Intervention de Morvan Burel

Réunion du 17 janvier 2013 à 9h30
Mission d'information sur les coûts de production en france

Morvan Burel, membre de la commission économique, SUD :

Les termes de ce débat sur la compétitivité nous semblent mal posés. Pour nous la compétitivité n'est pas un objectif politique du monde social : ce n'est qu'un moyen, mis en avant pour satisfaire la mondialisation libérale. Celle-ci est bien un choix politique et social auquel nous sommes totalement opposés parce qu'il est porteur de profonds déséquilibres.

En réalité la question du coût du travail dissimule la remise en cause du financement de la protection sociale, c'est-à-dire de l'égalité entre les citoyens.
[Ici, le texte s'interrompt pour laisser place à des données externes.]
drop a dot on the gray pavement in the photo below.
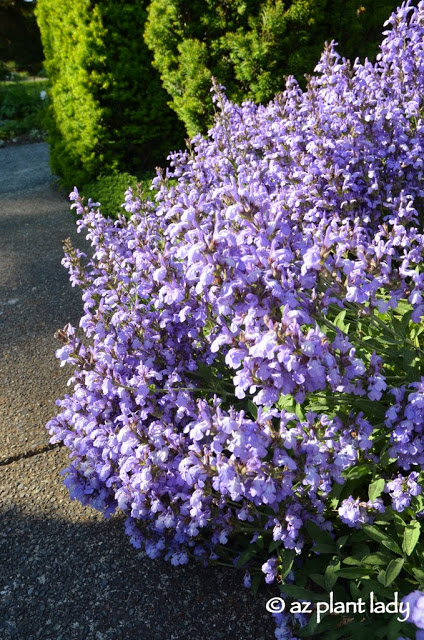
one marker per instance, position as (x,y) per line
(65,572)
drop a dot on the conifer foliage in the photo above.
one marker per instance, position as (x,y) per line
(108,109)
(251,45)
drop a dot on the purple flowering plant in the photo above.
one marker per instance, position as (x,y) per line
(250,388)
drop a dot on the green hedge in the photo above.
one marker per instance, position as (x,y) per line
(251,45)
(108,110)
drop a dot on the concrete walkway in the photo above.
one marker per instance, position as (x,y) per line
(65,573)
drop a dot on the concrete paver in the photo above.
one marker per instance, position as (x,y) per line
(65,572)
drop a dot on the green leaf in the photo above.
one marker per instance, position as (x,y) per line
(340,542)
(359,471)
(331,575)
(324,548)
(411,535)
(252,408)
(319,535)
(393,570)
(378,558)
(381,537)
(352,561)
(376,488)
(354,573)
(274,544)
(419,574)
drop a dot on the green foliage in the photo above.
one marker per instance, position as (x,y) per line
(109,190)
(108,110)
(22,110)
(19,36)
(251,46)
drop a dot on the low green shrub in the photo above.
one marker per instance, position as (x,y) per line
(108,190)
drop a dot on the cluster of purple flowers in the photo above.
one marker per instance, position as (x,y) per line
(209,305)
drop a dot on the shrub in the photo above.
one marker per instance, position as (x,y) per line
(108,109)
(254,388)
(19,36)
(109,189)
(250,46)
(22,109)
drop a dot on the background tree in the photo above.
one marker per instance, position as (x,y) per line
(251,45)
(108,110)
(19,35)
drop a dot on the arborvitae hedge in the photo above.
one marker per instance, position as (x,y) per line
(250,45)
(108,109)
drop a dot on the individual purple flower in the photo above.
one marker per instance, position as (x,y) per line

Le coût du travail est toujours mis en avant pour expliquer notre retard en matière de compétitivité. Or les salariés français sont les plus productifs en Europe. La comparaison avec l'Allemagne, présentée, après l'Irlande, la Grande-Bretagne, les Pays-Bas, comme le nouveau paradis économique européen, est instructive : en un an, un salarié français produit 75 000 euros de richesses, contre 63 000 euros pour un salarié allemand. Par ailleurs, le coût du travail horaire en France demeure plus bas que le coût du travail en Allemagne, puisqu'il est de 40,60 dollars en France, contre 43,80 dollars en Allemagne. Dans l'industrie automobile, un salarié français coûte environ 52 000 dollars par an, un salarié allemand 62 000 dollars.
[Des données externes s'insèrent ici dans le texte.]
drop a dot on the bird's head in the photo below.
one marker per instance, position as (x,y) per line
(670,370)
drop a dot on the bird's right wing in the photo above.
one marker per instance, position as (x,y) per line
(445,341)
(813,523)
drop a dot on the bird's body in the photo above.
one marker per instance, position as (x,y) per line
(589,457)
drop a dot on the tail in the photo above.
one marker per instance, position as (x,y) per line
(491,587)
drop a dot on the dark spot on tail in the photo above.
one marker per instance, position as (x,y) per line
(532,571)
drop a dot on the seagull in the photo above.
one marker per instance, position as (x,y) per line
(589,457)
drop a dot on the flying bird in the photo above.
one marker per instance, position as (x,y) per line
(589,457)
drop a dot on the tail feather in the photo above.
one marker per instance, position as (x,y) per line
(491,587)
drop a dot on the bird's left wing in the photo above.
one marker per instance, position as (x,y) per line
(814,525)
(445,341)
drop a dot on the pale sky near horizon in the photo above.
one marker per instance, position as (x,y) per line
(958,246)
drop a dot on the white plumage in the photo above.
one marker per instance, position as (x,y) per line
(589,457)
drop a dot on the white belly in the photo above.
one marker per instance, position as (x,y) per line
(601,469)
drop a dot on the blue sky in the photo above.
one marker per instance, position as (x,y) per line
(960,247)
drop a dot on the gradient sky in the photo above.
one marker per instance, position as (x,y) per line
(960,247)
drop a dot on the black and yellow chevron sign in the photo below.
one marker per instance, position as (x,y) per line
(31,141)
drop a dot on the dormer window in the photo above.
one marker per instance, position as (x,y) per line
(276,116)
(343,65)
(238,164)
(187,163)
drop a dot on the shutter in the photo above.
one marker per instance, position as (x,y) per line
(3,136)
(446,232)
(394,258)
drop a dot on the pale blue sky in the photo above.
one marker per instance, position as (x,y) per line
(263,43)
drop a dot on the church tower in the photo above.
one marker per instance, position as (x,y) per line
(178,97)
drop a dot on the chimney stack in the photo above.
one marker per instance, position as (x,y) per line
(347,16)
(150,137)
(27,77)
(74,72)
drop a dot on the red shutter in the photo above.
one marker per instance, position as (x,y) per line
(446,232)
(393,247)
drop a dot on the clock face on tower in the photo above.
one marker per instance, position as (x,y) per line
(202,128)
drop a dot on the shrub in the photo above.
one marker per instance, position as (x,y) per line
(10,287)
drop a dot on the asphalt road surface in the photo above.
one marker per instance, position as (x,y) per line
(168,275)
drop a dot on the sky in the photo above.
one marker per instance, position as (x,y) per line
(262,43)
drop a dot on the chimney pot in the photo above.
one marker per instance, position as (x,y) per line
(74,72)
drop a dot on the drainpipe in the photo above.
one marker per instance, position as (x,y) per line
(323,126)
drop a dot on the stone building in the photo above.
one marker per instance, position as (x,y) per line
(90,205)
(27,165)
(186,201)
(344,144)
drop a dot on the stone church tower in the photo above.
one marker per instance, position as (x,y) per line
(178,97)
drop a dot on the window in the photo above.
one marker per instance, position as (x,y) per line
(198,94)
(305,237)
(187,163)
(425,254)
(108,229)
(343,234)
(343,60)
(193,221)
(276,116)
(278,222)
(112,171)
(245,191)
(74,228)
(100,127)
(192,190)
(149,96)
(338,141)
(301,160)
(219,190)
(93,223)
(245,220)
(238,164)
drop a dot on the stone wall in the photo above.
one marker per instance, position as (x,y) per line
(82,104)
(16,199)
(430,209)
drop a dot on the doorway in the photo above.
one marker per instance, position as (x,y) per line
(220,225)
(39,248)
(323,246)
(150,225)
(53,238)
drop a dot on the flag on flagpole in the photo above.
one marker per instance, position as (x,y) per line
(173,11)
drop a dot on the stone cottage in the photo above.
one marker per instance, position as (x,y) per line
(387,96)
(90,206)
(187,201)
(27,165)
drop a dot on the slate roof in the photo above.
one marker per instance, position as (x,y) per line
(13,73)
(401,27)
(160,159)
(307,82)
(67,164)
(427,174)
En réalité le recul de la compétitivité de l'économie de la France s'explique bien davantage par le coût du capital que par celui du travail. En effet, depuis vingt ans, le niveau des dividendes a quadruplé en France, et les très hauts salaires continuent de capter une part toujours plus importante de la masse salariale. En dépit de la crise, la part des dividendes a continué d'augmenter depuis 2008, obligeant même les entreprises à s'endetter pour financer l'investissement.

On ne parle pas non plus du rôle de l'euro dans la dégradation de la compétitivité de la France, alors qu'il est passé de 0,9 dollar en 2000 à 1,6 dollar en 2008. De ce fait, le coût du travail aux États-Unis, qui était en 2000 supérieur de 17 % à ce qu'il était en France, lui était, en 2010, inférieur de 14 %. La comparaison avec les pays émergents nous est encore plus défavorable.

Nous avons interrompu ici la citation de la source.